Writer’s Log: Stardate 30-1-12
Once upon a time, just over ten years ago, I had to seek out writing opportunities. Because I wanted to write I said “yes” to every opportunity. I reviewed books and wrote essays for journals with circulations measured in the hundreds; I wrote science columns for the local newspaper, and contributed to edited volumes that nobody was ever going to read. I wrote extended encyclopedia pieces for Salem Press, the only thing that actually paid. I remember getting my first check for $125 and wondering if that made me a professional writer.
I have to be more selective now, and I turn down a lot of writing opportunities today that I would have grabbed with enthusiasm 20 years ago.
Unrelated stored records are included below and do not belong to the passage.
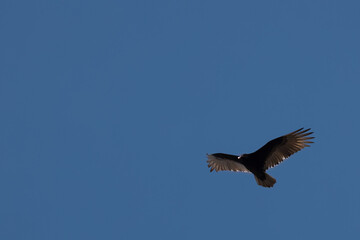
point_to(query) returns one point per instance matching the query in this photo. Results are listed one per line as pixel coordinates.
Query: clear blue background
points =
(109, 107)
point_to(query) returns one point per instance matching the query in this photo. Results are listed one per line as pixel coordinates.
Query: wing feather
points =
(224, 164)
(283, 147)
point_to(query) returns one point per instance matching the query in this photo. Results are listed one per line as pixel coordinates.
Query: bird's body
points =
(268, 156)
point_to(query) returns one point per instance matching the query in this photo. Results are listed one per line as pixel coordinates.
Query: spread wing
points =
(224, 164)
(279, 149)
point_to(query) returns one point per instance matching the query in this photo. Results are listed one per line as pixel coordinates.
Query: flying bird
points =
(268, 156)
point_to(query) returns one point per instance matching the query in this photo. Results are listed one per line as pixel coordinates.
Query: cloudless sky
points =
(108, 109)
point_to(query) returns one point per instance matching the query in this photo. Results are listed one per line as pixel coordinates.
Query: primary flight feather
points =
(268, 156)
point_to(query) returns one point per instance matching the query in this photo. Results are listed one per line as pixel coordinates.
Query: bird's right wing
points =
(224, 164)
(279, 149)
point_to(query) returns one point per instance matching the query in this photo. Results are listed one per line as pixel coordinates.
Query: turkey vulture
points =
(270, 155)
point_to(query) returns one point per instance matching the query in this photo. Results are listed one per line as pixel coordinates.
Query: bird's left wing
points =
(224, 164)
(279, 149)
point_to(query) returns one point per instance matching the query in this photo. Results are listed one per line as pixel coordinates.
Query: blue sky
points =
(108, 109)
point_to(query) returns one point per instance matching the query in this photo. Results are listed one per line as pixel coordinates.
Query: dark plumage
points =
(270, 155)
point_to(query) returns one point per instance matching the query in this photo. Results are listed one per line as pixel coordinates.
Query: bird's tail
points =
(266, 181)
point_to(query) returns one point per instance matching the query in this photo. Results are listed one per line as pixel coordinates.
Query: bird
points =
(270, 155)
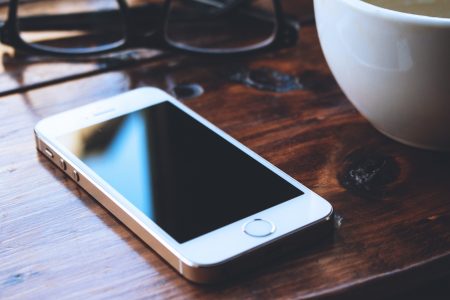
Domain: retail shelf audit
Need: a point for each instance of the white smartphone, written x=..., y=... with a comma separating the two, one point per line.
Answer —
x=207, y=204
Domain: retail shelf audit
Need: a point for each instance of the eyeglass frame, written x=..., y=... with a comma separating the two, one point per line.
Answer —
x=286, y=34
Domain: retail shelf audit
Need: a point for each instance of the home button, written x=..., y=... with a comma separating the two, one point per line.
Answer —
x=259, y=228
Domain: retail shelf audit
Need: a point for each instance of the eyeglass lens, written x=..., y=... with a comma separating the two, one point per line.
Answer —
x=58, y=25
x=221, y=25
This morning I finished a piece for Harvard's Icthyus magazine. This is a Christian journal that seems to be staffed by undergraduates. (I have a soft spot for undergraduates who work this hard.) They sent me a diplomatic inquiry and offered a lot of flexibility on my topic so I said yes, despite feeling too busy to take on more assignments. My piece was 3000 words long and distilled from a series of shorter pieces chronicling some of my adventures on the battlefields of science and religion. The extra length let me put a lot of things together in a fresh treatment that I hope they like. I took this assignment because of the audience, a consideration that I pay more attention to these days. I am hoping that this might build a bit of a bridge to Harvard. I have never been invited to speak there. And they turned me down when I applied for a job.
I have another assignment I am pondering. Christian Century has asked me to review Alvin Plantinga’s important new book: Where the Conflict Really Lies: Science, Religion, and Naturalism. I should accept this assignment but I am behind on my Adam book, so I am not sure. I have never done anything for Christian Century and it is always fun to have a new prestigious publication on your cv. I have written just one piece for the NY Times but that is enough to say on my bio that I have “written for many leading publications, including the NY Times.” I did turn down a book review for Christian Scholar’s Review last month. I did several things for them in the 90's.
Getting used to fielding these sorts of requests is a part of being a writer. I can’t accept every offer I get any more. I like this problem better than my old one--who can I write for?